They're parked in front of the Ace Hardware store, the same argument still running since they left the bar.

"You can't blowtorch the tree farm, Dean! That's the kind of thing that tends to draw attention."

"Unlike death by tree-massacre, which happens every day."

"I didn't say that."

"Well take it to the next level and you'll get there." Dean looks at Sam like he's five again.

"The point _is,_" and Sam's exasperated, "we don't even know why it's happening."

"Sometimes you've just got to solve the problem and move on— before it turns into a Red Christmas for the whole town!"

"That's gross."

"Yeah, Sammy. Exactly," Dean nods sagely. "Wish we hadn't traded the blowtorch for those silver bullets, though."

"Hey, that was a good deal! You can't exactly buy silver bullets retail." Sam thinks for a moment. "But what if we're not fast enough? Those trees could attack us while we're working."

Dean looks at him and smiles a slow, evil grin.

"Gasoline." 

----//----

"Careful!" Sam whispers sharply, as Dean bumps into one of the trees. They're weaving through the planted rows of the tree farm, dousing the branches methodically and working their way backward.

The Impala is right there behind them, keys waiting in the ignition.

"Faster!" Dean hisses. "I think some of them are starting to move." He sloshes each tree rapidly in turn, careful not to get anything on himself.

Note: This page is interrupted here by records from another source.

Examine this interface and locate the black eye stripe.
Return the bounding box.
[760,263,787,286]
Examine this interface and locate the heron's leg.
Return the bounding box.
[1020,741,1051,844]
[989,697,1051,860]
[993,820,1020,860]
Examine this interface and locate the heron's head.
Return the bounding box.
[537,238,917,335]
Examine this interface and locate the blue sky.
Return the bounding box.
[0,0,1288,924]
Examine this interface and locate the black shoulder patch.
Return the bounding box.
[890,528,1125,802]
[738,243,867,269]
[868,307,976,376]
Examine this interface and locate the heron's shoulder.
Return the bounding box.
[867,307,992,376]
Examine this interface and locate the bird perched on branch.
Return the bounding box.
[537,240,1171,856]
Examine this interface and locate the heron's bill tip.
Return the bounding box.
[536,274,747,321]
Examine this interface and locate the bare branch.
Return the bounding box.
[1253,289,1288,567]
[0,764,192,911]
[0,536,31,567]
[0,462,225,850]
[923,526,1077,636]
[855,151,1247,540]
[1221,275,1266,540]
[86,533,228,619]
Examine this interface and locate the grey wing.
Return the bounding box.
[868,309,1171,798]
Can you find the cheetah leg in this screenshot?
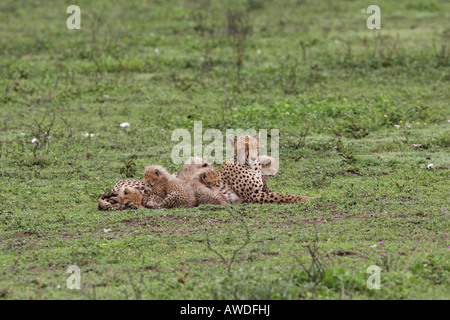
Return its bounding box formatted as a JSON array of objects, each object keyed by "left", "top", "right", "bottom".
[
  {"left": 143, "top": 195, "right": 163, "bottom": 209},
  {"left": 161, "top": 192, "right": 195, "bottom": 208}
]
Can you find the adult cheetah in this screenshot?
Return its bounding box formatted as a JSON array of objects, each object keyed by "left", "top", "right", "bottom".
[{"left": 217, "top": 134, "right": 313, "bottom": 203}]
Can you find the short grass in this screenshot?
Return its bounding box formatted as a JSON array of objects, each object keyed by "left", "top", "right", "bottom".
[{"left": 0, "top": 0, "right": 450, "bottom": 299}]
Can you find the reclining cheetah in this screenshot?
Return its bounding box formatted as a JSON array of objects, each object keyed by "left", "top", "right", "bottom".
[
  {"left": 178, "top": 157, "right": 228, "bottom": 206},
  {"left": 217, "top": 135, "right": 312, "bottom": 203}
]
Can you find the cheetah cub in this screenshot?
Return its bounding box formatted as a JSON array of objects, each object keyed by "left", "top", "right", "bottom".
[
  {"left": 178, "top": 157, "right": 228, "bottom": 206},
  {"left": 142, "top": 165, "right": 195, "bottom": 208}
]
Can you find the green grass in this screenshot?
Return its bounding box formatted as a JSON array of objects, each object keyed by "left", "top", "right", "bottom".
[{"left": 0, "top": 0, "right": 450, "bottom": 299}]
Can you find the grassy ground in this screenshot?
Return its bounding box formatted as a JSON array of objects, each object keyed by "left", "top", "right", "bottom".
[{"left": 0, "top": 0, "right": 450, "bottom": 299}]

"Almost done…" Sam gets the last part of his row and works toward Dean for the finish. "Got it!"

"Okay—here we go."

They stow the cans in the trunk and haul the blowtorches out, starting at the top of the property. The trees are _writhing_.

"Better hurry." Dean launches the stream of flame at the first tree, and works his way around the edge of the plot while Sam goes in the opposite direction.

"Jesus—they're breaking loose!" Sam says.

"Step it up!" Dean yells.

They run around the perimeter, aiming occasional bursts of flame toward the middle as the air fills with smoke. The ground begins to rumble.

"Break it off!" Dean rushes around to the side nearest the car, blasting a line of fire along the edge of trees as Sam comes around the corner. "Get in!"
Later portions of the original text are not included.